A subpanel is a smaller service panel that distributes power to a specific area of the home or other buildings on the property. It is essentially a satellite circuit breaker panel that has its own breakers. The subpanel is fed by a double-pole 240-volt breaker at the main service panel, and this single feed circuit is divided into additional branch circuits at the subpanel.
What Is a Satellite Circuit Breaker Panel?
A satellite circuit breaker panel is another way to refer to a subpanel. It’s often installed in a separate location from the main service panel in an area that is convenient to the part of the structure it serves.
Advantages
Subpanels are added to a system for three common reasons: space, convenience, or efficiency. Subpanels are usually used to extend the wiring for multiple branch circuits to a specific area of a home or to a building at some distance away from the main panel. A garage, outbuilding, or a room addition might be a place to put a subpanel. The idea is to run a single set of feeder wires from the main panel to a subpanel, where the power will then be divided into multiple branch circuits serving that building or area of the house. The circuits running from the subpanel may power light circuits, outlet circuits, or appliance circuits—just like the main service panel.
The advantage here is that the circuits can be controlled from a more convenient location than returning all the way to the main service panel, which might be at some distance. In a garage with a workshop, for example, power tools might occasionally trip circuit breakers, and resetting them is much easier if you can do it from the garage subpanel rather than returning to the main service panel.
A subpanel also can be a convenient way to add additional circuits when all the breaker slots in the main service panel are full. By running a single 60-amp breaker to a subpanel, for example, you can then divide those 60-amps into several smaller circuits.
Finally, installing a subpanel can save time and construction costs by reducing the number of “home runs” back to the main panel. It costs more in materials and labor to run three or four individual circuits from a remote location back the main panel than it does to run a single high-amperage circuit then divide it into smaller circuits from the subpanel.

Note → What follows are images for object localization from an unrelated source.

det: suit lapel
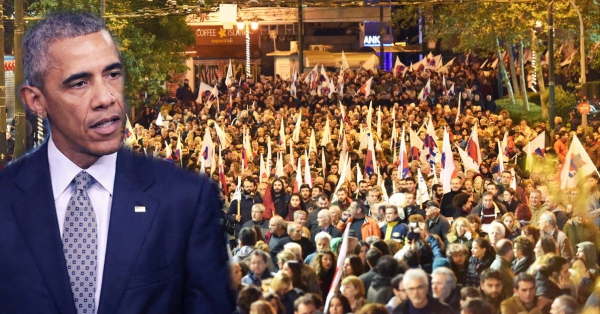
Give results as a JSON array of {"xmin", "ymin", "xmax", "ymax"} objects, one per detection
[
  {"xmin": 11, "ymin": 144, "xmax": 77, "ymax": 314},
  {"xmin": 98, "ymin": 150, "xmax": 159, "ymax": 314}
]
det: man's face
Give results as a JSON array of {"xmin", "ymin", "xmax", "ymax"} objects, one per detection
[
  {"xmin": 273, "ymin": 181, "xmax": 283, "ymax": 193},
  {"xmin": 317, "ymin": 197, "xmax": 329, "ymax": 209},
  {"xmin": 269, "ymin": 220, "xmax": 280, "ymax": 233},
  {"xmin": 489, "ymin": 227, "xmax": 505, "ymax": 244},
  {"xmin": 385, "ymin": 208, "xmax": 398, "ymax": 222},
  {"xmin": 486, "ymin": 184, "xmax": 498, "ymax": 196},
  {"xmin": 311, "ymin": 187, "xmax": 321, "ymax": 198},
  {"xmin": 359, "ymin": 182, "xmax": 369, "ymax": 194},
  {"xmin": 295, "ymin": 213, "xmax": 307, "ymax": 227},
  {"xmin": 317, "ymin": 211, "xmax": 330, "ymax": 228},
  {"xmin": 300, "ymin": 187, "xmax": 310, "ymax": 199},
  {"xmin": 289, "ymin": 226, "xmax": 303, "ymax": 240},
  {"xmin": 26, "ymin": 31, "xmax": 125, "ymax": 166},
  {"xmin": 316, "ymin": 238, "xmax": 330, "ymax": 252},
  {"xmin": 431, "ymin": 273, "xmax": 450, "ymax": 300},
  {"xmin": 406, "ymin": 180, "xmax": 416, "ymax": 192},
  {"xmin": 337, "ymin": 189, "xmax": 347, "ymax": 201},
  {"xmin": 451, "ymin": 178, "xmax": 462, "ymax": 192},
  {"xmin": 405, "ymin": 193, "xmax": 415, "ymax": 205},
  {"xmin": 435, "ymin": 186, "xmax": 444, "ymax": 198},
  {"xmin": 405, "ymin": 278, "xmax": 428, "ymax": 307},
  {"xmin": 425, "ymin": 206, "xmax": 439, "ymax": 217},
  {"xmin": 481, "ymin": 279, "xmax": 503, "ymax": 299},
  {"xmin": 482, "ymin": 195, "xmax": 493, "ymax": 209},
  {"xmin": 257, "ymin": 183, "xmax": 267, "ymax": 196},
  {"xmin": 515, "ymin": 280, "xmax": 536, "ymax": 306},
  {"xmin": 530, "ymin": 192, "xmax": 540, "ymax": 206},
  {"xmin": 243, "ymin": 181, "xmax": 254, "ymax": 194},
  {"xmin": 367, "ymin": 191, "xmax": 380, "ymax": 204},
  {"xmin": 501, "ymin": 172, "xmax": 512, "ymax": 185},
  {"xmin": 249, "ymin": 255, "xmax": 267, "ymax": 277},
  {"xmin": 251, "ymin": 208, "xmax": 263, "ymax": 222}
]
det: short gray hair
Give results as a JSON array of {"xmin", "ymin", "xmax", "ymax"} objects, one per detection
[
  {"xmin": 314, "ymin": 231, "xmax": 332, "ymax": 243},
  {"xmin": 287, "ymin": 222, "xmax": 299, "ymax": 234},
  {"xmin": 403, "ymin": 268, "xmax": 429, "ymax": 289},
  {"xmin": 540, "ymin": 212, "xmax": 556, "ymax": 226},
  {"xmin": 432, "ymin": 267, "xmax": 457, "ymax": 289},
  {"xmin": 23, "ymin": 12, "xmax": 115, "ymax": 88},
  {"xmin": 489, "ymin": 221, "xmax": 506, "ymax": 237},
  {"xmin": 252, "ymin": 204, "xmax": 265, "ymax": 213}
]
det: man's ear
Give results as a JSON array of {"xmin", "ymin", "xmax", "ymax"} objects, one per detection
[{"xmin": 20, "ymin": 85, "xmax": 46, "ymax": 118}]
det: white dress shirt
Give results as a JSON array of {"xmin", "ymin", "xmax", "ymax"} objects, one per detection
[{"xmin": 48, "ymin": 138, "xmax": 117, "ymax": 309}]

How a Subpanel Is Connected
A subpanel requires two hot wires connected to a 240-volt double-pole breaker in the main panel. It also needs a neutral wire and a ground wire. The cable used for this run is known as a “three-wire cable with ground.” The two hot wires, called feeder wires, will provide all of the power to the subpanel. This cable run connects to a 240-volt main breaker in the subpanel, which feeds power down through two hot bus bars. Individual circuit breakers will connect to these bus bars to distribute power to the branch circuits running out from the subpanel.